ATLANTA - U.S. Sen. Kelly Loeffler, R-Ga., is fighting back against attacks from political opponents with three TV ads touting generous acts she has undertaken to help in the battle against coronavirus.
A $4 million ad campaign launched Monday labels as “liberal lies” and a “witch hunt” allegations the wealthy Atlanta businesswoman bought and sold millions of dollars in stocks shortly after a Jan. 24 closed-door briefing she and other senators attended on the emerging COVID-19 pandemic.
Loeffler announced last month she planned to put an end to the distraction by liquidating her family’s holdings in stocks in individual companies and moving those investments into exchange-traded funds and mutual funds.

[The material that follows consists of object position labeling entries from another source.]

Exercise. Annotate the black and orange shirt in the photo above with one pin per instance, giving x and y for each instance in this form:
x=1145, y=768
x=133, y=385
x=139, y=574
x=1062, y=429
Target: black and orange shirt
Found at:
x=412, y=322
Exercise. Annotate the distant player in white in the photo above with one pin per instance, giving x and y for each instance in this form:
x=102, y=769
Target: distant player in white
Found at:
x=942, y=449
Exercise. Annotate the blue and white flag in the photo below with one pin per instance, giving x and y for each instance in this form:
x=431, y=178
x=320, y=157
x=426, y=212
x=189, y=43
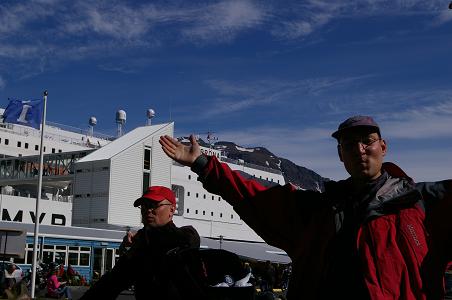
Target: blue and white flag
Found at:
x=24, y=112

The 30-second ads point to Loeffler’s decision to donate her Senate salary to the fight against coronavirus, her contribution of $1 million to the nonprofit foundation run by Phoebe Putney Memorial Hospital in Albany, which the pandemic hit particularly hard, and her role in launching an online portal to help families get the assistance they need.
“While the left, media and her opponents play politics … she has worked around the clock to deliver relief to those impacted by COVID-19,” Loeffler campaign spokesman Stephen Lawson said. “Kelly will not be distracted by their false attacks.”
Loeffler, appointed last December by Gov. Brian Kemp, to succeed retiring Sen. Johnny Isakson, will have to overcome a lengthy list of challengers in November if she is to retain the seat and finish out Isakson’s six-year term.
More than 20 candidates from both parties will be on the ballot Nov. 3 in a “free-for-all” election likely to require a runoff. The challengers include Republican U.S. Rep. Doug Collins of Gainesville and the Rev. Raphael Warnock, a Democrat, pastor at Atlanta’s historic Ebenezer Baptist Church.